Market Context
Market Breadth Guide
Use this guide to measure how many stocks are actually participating in the trend so you can tell whether the market move is broad or narrow.
4usage steps
3
readout notes
Overview
Best when you want to confirm whether index strength has real support underneath it.
Useful for separating healthy broad participation from narrow leadership.
The India and US toggles make it easy to compare market structure across both universes.
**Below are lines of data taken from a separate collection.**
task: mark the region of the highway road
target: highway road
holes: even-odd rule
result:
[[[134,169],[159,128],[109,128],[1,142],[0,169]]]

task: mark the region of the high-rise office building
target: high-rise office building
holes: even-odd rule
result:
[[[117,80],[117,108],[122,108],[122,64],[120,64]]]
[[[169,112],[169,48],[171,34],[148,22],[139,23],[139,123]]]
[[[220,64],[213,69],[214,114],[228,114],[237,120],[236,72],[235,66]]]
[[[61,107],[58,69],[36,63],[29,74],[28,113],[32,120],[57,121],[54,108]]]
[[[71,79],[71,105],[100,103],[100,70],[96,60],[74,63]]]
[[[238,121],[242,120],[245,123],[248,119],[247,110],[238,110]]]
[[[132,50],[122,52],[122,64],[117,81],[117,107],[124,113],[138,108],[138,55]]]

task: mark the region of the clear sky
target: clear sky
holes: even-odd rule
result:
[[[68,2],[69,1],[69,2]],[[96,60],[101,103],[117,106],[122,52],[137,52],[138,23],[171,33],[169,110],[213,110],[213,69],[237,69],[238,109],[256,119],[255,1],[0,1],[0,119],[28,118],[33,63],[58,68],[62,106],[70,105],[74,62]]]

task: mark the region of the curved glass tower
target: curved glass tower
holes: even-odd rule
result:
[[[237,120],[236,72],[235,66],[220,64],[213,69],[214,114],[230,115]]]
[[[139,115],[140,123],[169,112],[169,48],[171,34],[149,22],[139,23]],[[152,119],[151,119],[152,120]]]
How to use Market Breadth Guide
1
Start with EMA participation
The above-EMA charts tell you how many stocks are in short, medium, and long-term uptrends.
2
Check return distribution next
The return buckets show whether gains are widespread or concentrated in only a small slice of stocks.
3
Watch the all-time-high participation line
Rising ATH participation often supports stronger leadership environments.
4
Use breadth to choose your tactics
Broad participation can support trend-following scans, while weak breadth often argues for tighter selection and patience.
Improving breadth often strengthens confidence in breakout workflows.
Index rallies with weak breadth deserve more caution.
Breadth shifts usually matter more as a trend than as a single-point reading.
Common mistakes to avoid
Focusing only on the headline index and ignoring participation underneath.
Overweighting one breadth series while ignoring the rest.
Reading broad participation as a guarantee instead of a supportive condition.
Best way to use this playbook
Use the page to narrow the market quickly, then promote only the strongest chart-plus-context setups into your active watchlist or research queue.